Subjects and methods: Serum sulfide levels were analyzed, using a selective fluorescent probe, in two independent cohorts [cross-sectionally in discovery (n = 139) and validation (n = 71) cohorts, and longitudinally in 82 participants from discovery cohort]. In the validation cohort, blood gene expression of enzymes contributing to H2S generation and consumption were also measured.

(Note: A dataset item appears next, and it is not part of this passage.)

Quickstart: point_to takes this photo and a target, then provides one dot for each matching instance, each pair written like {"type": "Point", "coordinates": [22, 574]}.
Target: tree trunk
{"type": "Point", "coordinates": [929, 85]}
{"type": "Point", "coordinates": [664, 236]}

Results: In the discovery cohort, serum sulfide concentration was significantly increased in subjects with morbid obesity at baseline and follow-up, and positively correlated with BMI and fat mass, but negatively with total cholesterol, haemoglobin, serum ferritin, iron and bilirubin after adjusting by age, gender and fat mass. Fat mass (β = 0.51, t = 3.67, p < 0.0001) contributed independently to age-, gender-, insulin sensitivity- and BMI-adjusted serum sulfide concentration variance. Importantly, receiver operating characteristic analysis demonstrated the relevance of fat mass predicting serum sulfide levels, which was replicated in the validation cohort. In addition, serum sulfide concentration was decreased in morbidly obese subjects with impaired compared to those with normal fasting glucose. Longitudinally, weight gain resulted in increased serum sulfide concentration, whereas weight loss had opposite effects, being the percent change in serum sulfide positively correlated with the percent change in BMI and waist circumference, but negatively with bilirubin. Whole blood CBS, CTH, MPST, SQOR, TST and MPO gene expression was not associated to obesity or serum sulfide concentration.
Conclusions: Altogether these data indicated that serum sulfide concentrations were increased in subjects with morbid obesity in proportion to fat mass and inversely associated with circulating markers of haem degradation.